Billie Eilish accusée d’avoir contribué à l’expulsion d’un influenceur australien après une moquerie sur les Grammys
Los Angeles, Californie – L’influenceur australien Drew Pavlou affirme que Billie Eilish aurait joué un rôle dans son refus d’entrée aux États-Unis, suite à une campagne de moqueries lancée après le discours controversé de la chanteuse aux Grammys. Pavlou avait lancé une collecte de fonds ironique pour “emménager” dans la luxueuse demeure de la star à Los Angeles, en réponse à ses déclarations sur la “terre volée”.
Pavlou a publié ses accusations dimanche sur X (anciennement Twitter), expliquant avoir passé 30 heures à l’aéroport international de Los Angeles (LAX) à tenter d’expliquer que ses publications en ligne étaient des blagues et qu’il n’avait aucune intention réelle de s’installer chez Eilish. Il a précisé que, bien que la plupart des agents d’immigration aient été compréhensifs, il n’a pu éviter le refus d’entrée.
“Billie Eilish m’a fait expulser des États-Unis – je pense que son équipe juridique a contacté le DHS [Département de la Sécurité Intérieure]”, a-t-il écrit. Il a ensuite partagé sur le même réseau social une image de ses documents de refus d’entrée, suggérant que l’équipe juridique d’Eilish aurait pu constituer un dossier à son sujet.
[Intégrer ici le tweet de Drew Pavlou : https://x.com/DrewPavlou/status/2022908458723590378?s=20]
L’incident survient après qu’Eilish ait suscité la controverse aux Grammys 2026 en déclarant : “No one is illegal on stolen land” (“Personne n’est illégal sur une terre volée”), une référence aux revendications territoriales des peuples autochtones.

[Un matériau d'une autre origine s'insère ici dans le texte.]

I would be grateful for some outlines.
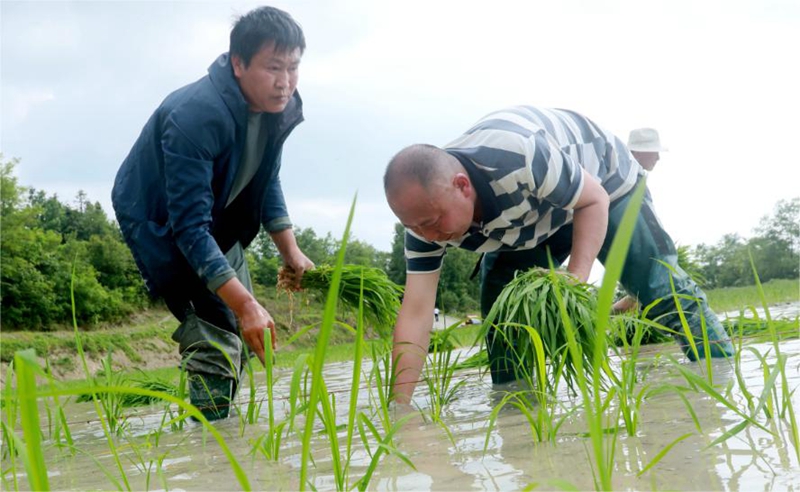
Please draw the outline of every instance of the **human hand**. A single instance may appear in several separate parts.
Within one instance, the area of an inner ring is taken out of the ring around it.
[[[313,268],[314,262],[298,249],[296,254],[286,258],[284,265],[278,270],[278,286],[291,291],[300,290],[303,274]]]
[[[264,309],[257,301],[253,300],[245,304],[242,315],[239,317],[239,325],[242,332],[242,339],[250,347],[250,350],[258,356],[264,364],[264,332],[269,330],[272,350],[278,347],[275,334],[275,321],[269,312]]]
[[[585,283],[586,280],[582,279],[581,276],[577,273],[571,272],[570,270],[565,270],[563,268],[557,268],[554,270],[557,275],[560,275],[561,278],[565,281],[568,281],[573,284],[580,284]],[[588,278],[588,275],[587,275]]]

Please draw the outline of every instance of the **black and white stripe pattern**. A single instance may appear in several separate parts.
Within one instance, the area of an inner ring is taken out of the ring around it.
[[[448,242],[429,242],[407,230],[409,273],[441,268],[448,246],[478,252],[536,247],[572,222],[583,190],[581,168],[600,181],[611,201],[630,192],[643,173],[619,138],[562,109],[503,109],[444,148],[469,173],[483,223]]]

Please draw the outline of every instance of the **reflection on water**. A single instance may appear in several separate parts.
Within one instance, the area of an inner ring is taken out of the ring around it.
[[[742,352],[742,374],[746,387],[759,395],[764,386],[764,372],[756,352],[774,360],[770,344],[752,344]],[[789,358],[787,376],[789,388],[800,387],[800,340],[782,342],[781,351]],[[676,368],[664,360],[665,354],[679,356],[674,345],[647,347],[648,360],[639,365],[647,372],[646,383],[653,387],[674,384],[686,387],[685,380]],[[468,356],[463,351],[461,357]],[[612,360],[612,365],[618,361]],[[747,408],[745,397],[738,389],[739,383],[732,364],[724,360],[712,362],[714,382],[724,394],[728,388],[729,399],[739,408]],[[686,363],[683,367],[702,373],[704,364]],[[369,362],[365,361],[365,371]],[[350,390],[352,364],[330,364],[326,367],[328,390],[338,395],[337,412],[340,422],[346,422],[347,398]],[[263,376],[263,374],[262,374]],[[290,374],[278,374],[276,395],[288,395]],[[396,457],[385,458],[375,472],[371,489],[375,490],[518,490],[532,483],[542,483],[545,489],[556,487],[560,480],[579,489],[592,489],[591,444],[585,437],[586,423],[580,409],[574,411],[559,429],[557,442],[539,443],[532,438],[531,428],[521,412],[506,407],[497,419],[496,426],[487,438],[487,426],[494,406],[505,391],[515,389],[514,384],[493,387],[488,375],[477,370],[462,371],[457,378],[468,379],[458,393],[458,398],[446,408],[443,420],[453,440],[441,426],[424,419],[412,407],[394,409],[396,417],[412,414],[411,420],[398,434],[396,443],[414,463],[409,468]],[[263,380],[259,381],[263,386]],[[246,385],[245,385],[246,386]],[[766,423],[767,432],[754,426],[736,437],[712,447],[709,444],[726,429],[741,422],[741,417],[707,394],[685,391],[682,393],[691,404],[702,432],[675,391],[666,391],[648,398],[641,412],[641,422],[636,436],[620,432],[614,458],[613,485],[615,489],[671,489],[671,490],[798,490],[800,465],[794,449],[787,441],[785,427]],[[247,394],[240,395],[244,405]],[[262,394],[258,398],[264,398]],[[426,388],[420,385],[414,395],[414,404],[421,410],[428,406]],[[579,406],[577,399],[566,393],[559,395],[564,408]],[[800,391],[792,395],[794,408],[800,408]],[[361,392],[359,407],[369,408],[366,388]],[[276,415],[288,411],[286,399],[276,401]],[[266,405],[262,412],[266,411]],[[54,446],[46,451],[53,489],[109,489],[118,486],[120,473],[109,450],[91,404],[70,403],[68,421],[79,451],[72,455]],[[239,483],[232,468],[216,441],[199,425],[189,424],[183,431],[153,431],[162,424],[163,408],[158,406],[133,410],[128,419],[129,431],[136,437],[117,441],[121,464],[132,489],[149,488],[170,490],[232,490]],[[46,424],[46,417],[43,417]],[[765,419],[759,416],[759,422]],[[614,423],[609,423],[612,425]],[[377,424],[376,424],[377,425]],[[784,426],[785,424],[780,424]],[[239,419],[219,422],[216,428],[247,473],[256,489],[292,490],[299,488],[300,442],[296,436],[285,438],[280,460],[270,462],[259,453],[253,453],[258,437],[266,432],[265,419],[258,425],[240,426]],[[243,432],[242,432],[243,429]],[[677,443],[658,465],[644,473],[642,470],[662,450],[684,434],[690,437]],[[47,432],[45,432],[47,436]],[[340,435],[343,435],[340,433]],[[610,439],[610,438],[609,438]],[[52,443],[50,443],[52,444]],[[335,488],[329,451],[322,438],[314,452],[316,468],[311,477],[320,490]],[[360,476],[368,464],[368,456],[360,451],[352,470]],[[18,465],[21,466],[21,465]],[[3,462],[8,470],[8,461]],[[17,469],[19,487],[25,489],[24,471]],[[6,473],[5,488],[11,488],[10,472]]]

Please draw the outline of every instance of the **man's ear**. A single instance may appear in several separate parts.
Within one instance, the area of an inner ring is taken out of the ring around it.
[[[231,56],[231,65],[233,66],[233,74],[236,77],[241,77],[242,72],[245,71],[247,67],[244,66],[244,62],[242,61],[242,57],[239,55]]]
[[[469,176],[466,174],[456,173],[455,176],[453,176],[453,186],[462,193],[467,194],[472,188],[472,183],[469,180]]]

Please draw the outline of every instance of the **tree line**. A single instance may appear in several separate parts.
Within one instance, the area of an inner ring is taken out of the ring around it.
[[[73,321],[82,327],[122,323],[154,307],[120,234],[99,202],[79,192],[72,203],[24,187],[14,174],[18,159],[0,154],[0,322],[6,329],[52,330]],[[762,281],[798,278],[800,198],[778,202],[762,218],[752,238],[724,236],[717,244],[682,247],[681,263],[709,288],[753,283],[752,255]],[[297,243],[317,265],[331,264],[341,246],[330,233],[295,227]],[[404,229],[395,224],[392,249],[379,251],[351,239],[345,261],[384,270],[405,283]],[[247,251],[253,282],[274,287],[282,264],[269,235],[262,231]],[[479,284],[471,279],[479,255],[449,249],[441,272],[437,305],[455,312],[479,309]],[[272,290],[274,292],[274,290]]]

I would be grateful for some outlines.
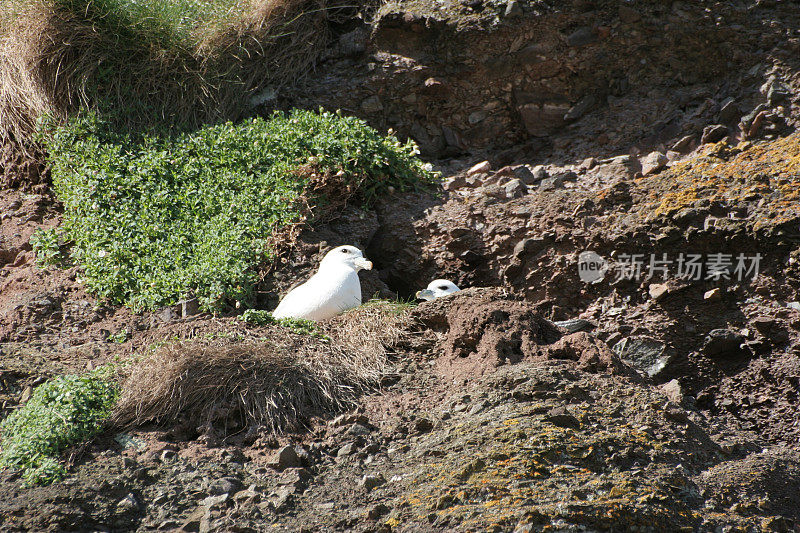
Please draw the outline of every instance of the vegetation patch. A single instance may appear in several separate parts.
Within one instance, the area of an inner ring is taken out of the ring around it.
[[[274,327],[246,342],[218,337],[158,346],[132,367],[113,422],[180,422],[228,434],[253,426],[300,430],[379,386],[407,319],[362,306],[318,324],[325,338]]]
[[[242,313],[242,320],[255,326],[274,324],[289,328],[299,335],[318,335],[317,324],[313,320],[303,318],[275,318],[269,311],[262,309],[248,309]]]
[[[295,83],[358,7],[339,0],[4,0],[0,141],[43,114],[102,109],[120,128],[239,118]]]
[[[21,470],[28,484],[63,478],[59,455],[101,430],[117,395],[117,385],[99,370],[38,386],[25,405],[0,423],[0,468]]]
[[[277,232],[433,180],[413,142],[328,112],[160,136],[91,114],[42,131],[86,285],[134,309],[247,302]]]

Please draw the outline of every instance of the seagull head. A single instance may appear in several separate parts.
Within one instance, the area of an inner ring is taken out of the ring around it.
[[[417,292],[417,298],[420,300],[435,300],[441,296],[447,296],[461,289],[456,287],[456,284],[446,279],[435,279],[428,284],[427,289],[422,289]]]
[[[328,266],[345,265],[356,272],[359,270],[372,270],[372,261],[367,260],[361,250],[355,246],[339,246],[334,248],[322,258],[320,270]]]

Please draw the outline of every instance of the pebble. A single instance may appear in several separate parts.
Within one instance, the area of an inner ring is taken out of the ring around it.
[[[492,165],[488,161],[482,161],[477,165],[473,165],[467,170],[467,176],[475,176],[476,174],[488,174],[492,170]]]
[[[741,351],[744,338],[728,329],[713,329],[706,336],[703,353],[710,357],[731,355]]]
[[[366,474],[359,480],[358,486],[364,488],[367,492],[370,492],[373,489],[380,487],[384,483],[386,483],[386,480],[381,474]]]
[[[649,176],[663,169],[669,163],[669,159],[661,152],[650,152],[641,159],[642,175]]]
[[[728,135],[728,127],[722,124],[712,124],[703,129],[703,136],[700,138],[700,144],[719,142]]]
[[[722,300],[722,291],[720,290],[719,287],[711,289],[710,291],[706,291],[705,294],[703,294],[703,300],[709,302],[716,302]]]
[[[242,482],[235,477],[226,476],[214,480],[208,487],[208,492],[212,495],[235,494],[242,489]]]
[[[513,179],[503,185],[503,191],[508,199],[521,198],[528,193],[528,187],[519,179]]]
[[[275,455],[270,466],[276,470],[283,470],[285,468],[294,468],[302,465],[300,457],[292,446],[284,446]]]
[[[650,294],[650,298],[658,301],[669,294],[669,285],[666,283],[653,283],[648,287],[647,292]]]
[[[117,502],[117,511],[120,513],[127,513],[128,511],[135,511],[139,508],[139,502],[136,496],[130,492],[127,496]]]

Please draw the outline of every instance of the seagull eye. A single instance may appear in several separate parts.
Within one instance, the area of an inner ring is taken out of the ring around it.
[[[440,291],[446,291],[447,290],[447,285],[439,285],[439,290]]]
[[[350,250],[348,250],[347,248],[342,248],[342,253],[343,254],[348,254],[348,253],[350,253]]]

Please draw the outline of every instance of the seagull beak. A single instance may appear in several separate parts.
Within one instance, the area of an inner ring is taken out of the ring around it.
[[[353,263],[359,268],[364,270],[372,270],[372,261],[369,259],[365,259],[363,257],[359,257]]]
[[[417,298],[420,300],[434,300],[436,296],[433,294],[433,291],[430,289],[422,289],[421,291],[417,291]]]

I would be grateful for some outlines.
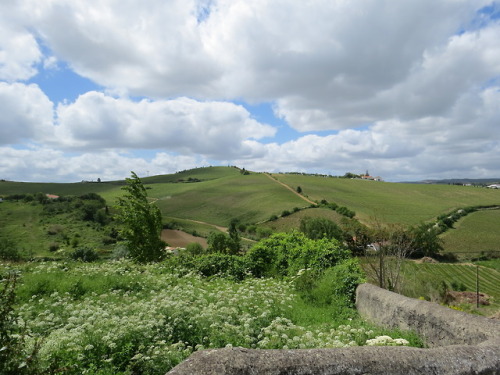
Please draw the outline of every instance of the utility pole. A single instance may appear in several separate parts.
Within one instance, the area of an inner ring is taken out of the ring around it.
[[[476,307],[479,308],[479,265],[476,265]]]

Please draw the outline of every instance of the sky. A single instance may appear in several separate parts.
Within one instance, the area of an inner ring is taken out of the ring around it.
[[[500,1],[0,0],[0,179],[500,177]]]

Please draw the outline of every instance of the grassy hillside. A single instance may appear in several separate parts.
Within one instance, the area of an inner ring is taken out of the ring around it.
[[[242,223],[265,222],[272,215],[280,216],[285,210],[309,207],[305,197],[315,201],[326,199],[345,206],[354,210],[356,217],[365,223],[376,218],[382,222],[418,224],[456,208],[500,205],[500,191],[485,188],[398,184],[294,174],[274,174],[273,179],[266,174],[243,175],[240,172],[235,167],[206,167],[142,180],[151,201],[160,207],[165,221],[195,220],[211,226],[227,226],[233,218],[240,219]],[[123,194],[123,184],[124,181],[71,184],[2,181],[0,196],[36,192],[63,196],[98,193],[108,205],[113,206],[116,198]],[[302,189],[303,197],[295,193],[298,186]],[[16,210],[26,211],[19,213],[22,217],[36,216],[36,210],[31,212],[29,207],[17,207]],[[16,225],[16,221],[9,221],[5,215],[7,213],[0,211],[0,221],[5,225]],[[339,215],[332,210],[307,209],[265,225],[273,230],[288,230],[297,227],[304,216],[339,220]],[[35,236],[39,230],[35,228],[36,220],[40,219],[34,219],[32,224],[17,221],[19,225],[32,225],[33,229],[26,231],[27,238]],[[188,230],[201,234],[210,230],[210,226],[200,225],[190,222],[187,226]],[[445,234],[445,248],[448,251],[471,251],[472,247],[478,251],[491,250],[499,242],[495,229],[498,225],[500,211],[469,215],[455,224],[456,229]],[[22,230],[18,233],[17,236],[21,238]],[[481,246],[477,245],[479,243]]]
[[[148,194],[166,216],[227,226],[267,220],[283,210],[307,205],[300,197],[263,174],[240,173],[195,183],[152,184]]]
[[[48,213],[35,202],[0,204],[0,240],[12,241],[24,256],[60,258],[79,247],[112,249],[112,225],[80,218],[80,212]]]
[[[419,185],[274,174],[312,200],[326,199],[356,211],[363,222],[418,224],[453,209],[500,204],[500,191],[453,185]]]
[[[459,256],[495,251],[500,255],[500,210],[471,213],[445,232],[443,248]]]
[[[55,195],[82,195],[97,193],[104,195],[110,190],[119,190],[124,181],[111,182],[77,182],[77,183],[42,183],[42,182],[14,182],[0,181],[0,196],[12,194],[55,194]]]

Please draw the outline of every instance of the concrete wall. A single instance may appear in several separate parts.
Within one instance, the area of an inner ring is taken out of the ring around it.
[[[379,326],[415,331],[428,347],[500,339],[500,321],[404,297],[372,284],[358,287],[356,308],[363,318]]]
[[[500,323],[363,284],[360,314],[373,323],[412,329],[431,349],[203,350],[169,375],[500,374]]]

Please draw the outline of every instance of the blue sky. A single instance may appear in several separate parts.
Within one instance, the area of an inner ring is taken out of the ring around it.
[[[500,5],[0,4],[0,179],[500,178]]]

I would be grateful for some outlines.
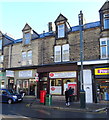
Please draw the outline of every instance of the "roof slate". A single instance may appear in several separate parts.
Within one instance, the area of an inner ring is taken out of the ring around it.
[[[99,11],[103,11],[107,9],[109,9],[109,1],[106,1]]]
[[[100,27],[100,21],[87,23],[87,24],[84,25],[83,29],[85,30],[85,29],[90,29],[90,28],[95,28],[95,27]],[[71,27],[71,28],[72,29],[69,32],[79,31],[79,29],[80,29],[79,25]],[[36,36],[36,38],[33,38],[32,40],[38,39],[38,38],[44,38],[44,37],[54,36],[55,32],[54,31],[52,31],[52,32],[46,32],[46,33],[42,33],[42,34],[38,34],[38,35],[39,35],[38,37]],[[20,43],[20,42],[22,42],[22,40],[23,40],[23,38],[14,40],[14,44]]]

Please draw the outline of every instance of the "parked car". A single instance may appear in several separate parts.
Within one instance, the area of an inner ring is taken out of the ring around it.
[[[15,93],[12,89],[0,89],[0,102],[12,104],[23,100],[21,94]]]

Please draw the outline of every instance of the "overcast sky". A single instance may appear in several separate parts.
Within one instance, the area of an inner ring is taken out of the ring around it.
[[[15,2],[16,1],[16,2]],[[63,14],[71,26],[78,25],[82,10],[87,23],[99,21],[99,9],[106,0],[0,0],[0,30],[15,39],[22,37],[28,23],[37,33],[48,32],[48,22]]]

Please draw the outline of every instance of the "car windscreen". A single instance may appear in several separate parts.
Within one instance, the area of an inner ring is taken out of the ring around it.
[[[16,94],[15,91],[11,90],[11,89],[8,90],[8,93],[11,94],[11,95]]]

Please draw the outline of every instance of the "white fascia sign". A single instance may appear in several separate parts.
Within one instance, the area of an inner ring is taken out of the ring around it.
[[[14,77],[14,71],[6,70],[6,77]]]
[[[50,72],[49,78],[74,78],[76,77],[76,71],[72,72]]]

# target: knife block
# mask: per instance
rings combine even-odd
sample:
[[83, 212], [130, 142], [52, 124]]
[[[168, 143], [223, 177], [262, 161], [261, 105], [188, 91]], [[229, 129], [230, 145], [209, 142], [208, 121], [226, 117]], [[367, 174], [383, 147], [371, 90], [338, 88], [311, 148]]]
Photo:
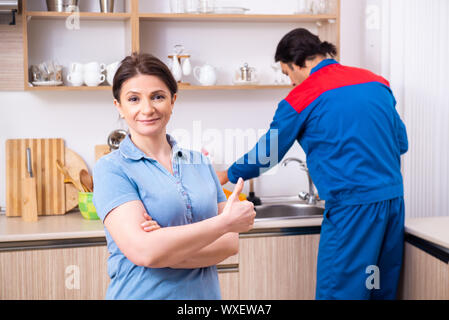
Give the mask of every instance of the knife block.
[[[65, 166], [66, 148], [63, 139], [9, 139], [6, 140], [6, 216], [20, 217], [24, 211], [23, 193], [27, 170], [27, 148], [31, 149], [33, 176], [36, 179], [37, 212], [39, 215], [66, 213], [64, 177], [56, 168], [56, 160]], [[79, 173], [79, 171], [78, 171]], [[78, 198], [78, 193], [76, 194]]]
[[24, 178], [22, 186], [22, 219], [26, 222], [37, 222], [36, 178]]

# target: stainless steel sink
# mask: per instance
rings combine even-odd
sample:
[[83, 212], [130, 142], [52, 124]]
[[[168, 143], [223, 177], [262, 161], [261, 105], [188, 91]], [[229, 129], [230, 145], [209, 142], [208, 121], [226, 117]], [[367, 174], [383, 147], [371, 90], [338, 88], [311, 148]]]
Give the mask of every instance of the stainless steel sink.
[[[264, 203], [262, 201], [262, 203]], [[255, 207], [257, 220], [281, 220], [319, 218], [323, 216], [324, 206], [322, 204], [310, 205], [295, 201], [287, 203], [269, 203]]]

Son discours a provoqué une vague de réactions, allant du soutien à la critique virulente.
Le refus d’entrée de Pavlou intervient dans un contexte de durcissement des politiques d’immigration aux États-Unis. Selon les données du DHS, les refus d’entrée aux frontières ont augmenté de 15% au cours des six derniers mois, en partie en raison d’une application plus stricte des lois sur l’immigration et de la sécurité nationale.
Ni le Département de la Sécurité Intérieure, ni les représentants de Billie Eilish n’ont répondu aux demandes de commentaires de Fox News.
Pavlou a également affirmé que les agents d’immigration l’ont interrogé sur son activisme anti-chinois et lui ont suggéré qu’il aurait dû demander un visa d’affaires pour participer à une émission sur la chaîne conservatrice de Stephen Crowder au Texas. Il a précisé qu’il n’avait pas été formellement interdit de territoire, mais qu’il devrait demander un nouveau visa pour toute future visite.
[Intégrer ici le tweet de Drew Pavlou : https://x.com/DrewPavlou/status/2022908472124194913]
Cet incident soulève des questions sur la liberté d’expression et l’influence des célébrités sur les décisions administratives. L’affaire a rapidement fait le tour des réseaux sociaux, alimentant un débat sur les limites de la critique et les conséquences potentielles pour les individus qui s’expriment en ligne.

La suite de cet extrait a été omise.